The 3 Stages of Self-Awareness—Which One are You In?

Welcome to the revolution.

It is the time for open-mindedness, heartfelt apologies, healing through therapy, expressing deep emotions, and contemplating everything and everyone around us.

This is the hardest path one could choose. It is not about an emerging, new generation. It is the general consciousness of each generation trying to change and acknowledge what has not been working for decades.

Each and every one of us is born with a distinct personality and is socially molded depending on our customs and culture. Many believe their way is the only way to live happily, while not being aware that something different is possible. We are taught since birth about society’s customs—for example, patriarchy, homophobia, greed, and violence. Having the courage to unlearn these behaviors is possible but it does not come easy for most people. This is okay, because what truly matters is not an immediate change in your mindset but the awareness that there is room for change in time.

When it comes to our relationships with other people, I believe most people are in one of three stages of self-awareness in their life:

1. They’re unaware of how their behavior affects others.

They’re simply living life day by day, chasing the next big thing.

They’re thinking about the future but only if they see a benefit for themselves. They’re unsure of what they want and who they are. In this stage, they can have a negative impact on many people who enter their life—they can be selfish because of not knowing exactly what they want. They show off like they have everything under control—when in reality there is a great uncertainty and insecurity in who they are and what they want.

2. They’re aware of how their behavior affects others.

But they still don’t have the tools to work on this.

Most often, they are in the process of recovery through therapy to heal past traumas or behaviors that have affected them deeply, or healing because they have affected someone negatively without meaning to.
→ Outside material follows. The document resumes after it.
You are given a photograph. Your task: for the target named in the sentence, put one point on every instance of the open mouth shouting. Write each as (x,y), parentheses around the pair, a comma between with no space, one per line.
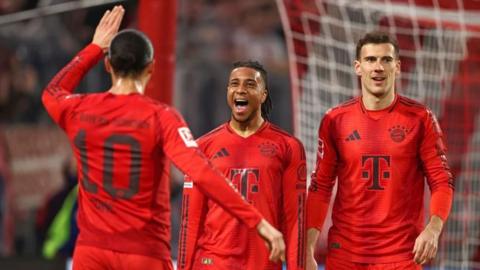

The crucial difference is the awareness that they are not perfect and that they do not know what they really want—but that it is okay because they now realize it’s part of their ongoing process. This is the healing path.
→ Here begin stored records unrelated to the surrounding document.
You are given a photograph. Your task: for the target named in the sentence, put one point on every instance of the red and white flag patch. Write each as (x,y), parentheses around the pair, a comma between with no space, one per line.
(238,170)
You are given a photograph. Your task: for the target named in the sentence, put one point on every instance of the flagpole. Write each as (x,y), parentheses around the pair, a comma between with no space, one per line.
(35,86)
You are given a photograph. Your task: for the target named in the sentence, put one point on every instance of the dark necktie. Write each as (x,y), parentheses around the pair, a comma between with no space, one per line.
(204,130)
3. They’re aware of how their behavior affects others.

And they have the tools to manage different situations that present themselves in their everyday lives.

It is not the definition of finally achieving happiness, but more about acknowledging a problem, using the proper tools to manage it, and finally being open-minded to the possibility of a favorable or unfavorable outcome. It is the awareness of win-lose. They know they do not have control over the thoughts and actions of others, only of themselves. It is one of the hardest paths because once you reach it, you are bound to live it until you live no more. It is a lifestyle, a constant internal battle, an uncomfortable path—but a most memorable one. I believe this is the closest path to enlightenment.

Read these points above carefully and try to identify yourself in one of them—this will make it easier to move ahead if you are still stuck in stage one or two.

It is not about knowing the correct word or thing to say. It is about having the open-mindedness to seek help, if needed, and try to make this life easier for each and every one of us. We can make a change every day we are alive, and even in the smallest details, there is room to inspire and make a difference for yourself or someone else.

And it is not just about peace and beauty; it is more about a daily challenge to believe in something better. To believe in others, despite the hardships they, too, have endured. It is about empathy—but at the same time, having the tools to protect ourselves from those who have not yet found themselves in this crazy but amazing life.